Boyd cited an example to illustrate the value of such summits: “I was at the previous summit in Cape Town [two years ago] and, on the first day, I met a U.S. firm looking for African partners to do some housing projects. On the second day, I met an African firm hoping to find a U.S. firm who could partner with it on housing projects. I put the two together. You get so many chances to do that that you are not otherwise going to find. You have U.S. companies looking for business partners and opportunities and firms from sub-Saharan Africa looking for the same thing. Here is a chance to come together in the same place and find those types of partners.”
What is also appealing, Boyd said, is that there are often key government officials from both the United States and African countries present at the summit who can help — should it be necessary — to facilitate a deal.
“Conversations which could take months to arrange you can arrange in a couple of hours,” he said. Boyd, who spent 10 years working on market access for U.S. firms in Southeast Asia for the Commerce Department before picking up the Africa portfolio, said in both regions face-to-face contact is especially important. “Business is about relationships and relationships must be developed first,” he said. “How do you do that? You do that by speaking to someone face to face.”
The summit is important for two additional reasons, he said: Businesses new to the region can start exploring a new geographic area of expansion and already established companies can make new contacts. “From a cost-benefit analysis, you could spend quite a bit of money on airline tickets and setting things up” to travel to the region to explore opportunities. “Yes, you could do that, but you might want to start doing that first at the summit,” he said.
Boyd says he always advises American businesses hoping to expand into Africa to start out in a country like Canada, where they can learn the fundamental points of international trade closer to home. For Africans, he said, that rule could be useful as well: By working to enhance regional trade relationships with their neighbors, they can prepare for more complicated trade deals with the United States and Europe.
Angola, Rwanda, Mauritius
One country that shows great potential for more American business involvement, according to Boyd, is Angola. “Here is a country that prior to the economic and financial crisis … was growing at 15–20 percent a year. Yes, they have had a downturn like many other countries but they are going to bounce back and they still have tremendous growth potential. Yes, you have some U.S. firms in Angola but you could have far more.”
Angolans, he said, are eager for more U.S. companies to enter their market. Recently, the U.S. government signed a Trade and Investment Framework Agreement (TIFA) with Angola, which provides a framework in which business can expand. He said there is tremendous potential within the country’s transportation infrastructure, housing and commercial construction sectors. “We think so much of the business climate in Angola, I am sending someone on my team to Angola for six weeks to serve as the acting senior commercial officer,” he said.
Boyd is also optimistic about Rwanda. He cited the just-released World Bank report Doing Business 2010, which is published annually, to illustrate his point. “For the first time since they started doing that report, the top reformer is a sub-Saharan African country.” The report says Rwanda exemplifies the dividends of peace and good macroeconomic policies.

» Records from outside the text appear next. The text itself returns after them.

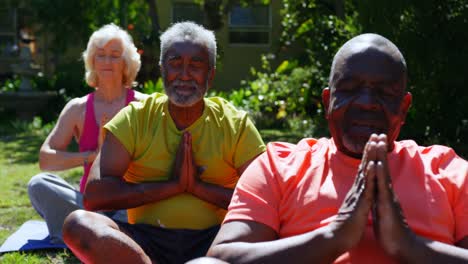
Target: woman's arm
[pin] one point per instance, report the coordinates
(53, 155)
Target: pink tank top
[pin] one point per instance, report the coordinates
(89, 137)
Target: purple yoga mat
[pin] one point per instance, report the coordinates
(31, 235)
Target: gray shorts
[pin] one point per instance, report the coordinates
(166, 245)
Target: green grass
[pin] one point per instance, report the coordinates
(19, 148)
(18, 163)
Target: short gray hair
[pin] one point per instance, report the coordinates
(130, 53)
(189, 32)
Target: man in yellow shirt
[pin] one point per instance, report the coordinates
(172, 160)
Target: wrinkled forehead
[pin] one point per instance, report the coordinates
(104, 41)
(187, 48)
(369, 61)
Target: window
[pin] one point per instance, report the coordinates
(250, 25)
(187, 12)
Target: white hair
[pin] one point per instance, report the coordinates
(189, 32)
(130, 55)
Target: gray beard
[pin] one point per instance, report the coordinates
(185, 100)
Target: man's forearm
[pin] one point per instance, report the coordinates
(428, 251)
(213, 193)
(318, 246)
(110, 193)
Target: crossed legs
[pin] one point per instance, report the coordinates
(95, 238)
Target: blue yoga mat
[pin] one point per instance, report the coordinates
(31, 235)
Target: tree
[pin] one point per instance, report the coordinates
(432, 35)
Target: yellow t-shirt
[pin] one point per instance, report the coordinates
(223, 139)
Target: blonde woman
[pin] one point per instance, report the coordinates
(112, 63)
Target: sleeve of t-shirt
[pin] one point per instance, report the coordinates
(455, 169)
(123, 126)
(257, 195)
(249, 145)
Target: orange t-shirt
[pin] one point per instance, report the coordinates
(295, 189)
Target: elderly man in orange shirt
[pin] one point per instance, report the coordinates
(360, 196)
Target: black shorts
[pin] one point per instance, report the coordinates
(171, 246)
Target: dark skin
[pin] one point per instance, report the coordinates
(366, 106)
(188, 65)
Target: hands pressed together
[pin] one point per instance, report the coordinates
(185, 168)
(372, 192)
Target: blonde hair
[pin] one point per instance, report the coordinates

In the 10 areas that the World Bank measured to make that decision, Rwanda has implemented reforms in seven, he said. “One hundred eighty-three economies are part of the study. Last year, [Rwanda] ranked 143. This year it ranks 67,” he said.
Boyd praised the government of Rwandan President Paul Kagame for cracking down on corruption. “U.S. companies tell us that they are taking a very hard look at a lot of opportunities there, largely because they feel that they have a level playing field” [fair economic environment], and that is extremely important. Liberia was also credited in the report with moving fast to reform its economy.
Mauritius is another country that the report singles out, noting it rose into the top 20 places to do business in the world because of the ease of doing business there. “This is the first time you had an African country making it into the top 20 in this World Bank report,” Boyd said.
The summit will offer participants the chance to explore the latest in trade and investment opportunities in Africa’s most promising sectors, including agribusiness, power, financing, health and infrastructure. The meeting will include more than 50 industry-specific sessions where both American and African entrepreneurs can network or interact, trade industry news and explore deals.
With U.S.-Africa trade constituting only 3 percent of total U.S. trade, Boyd said, there is “tremendous potential” for growth.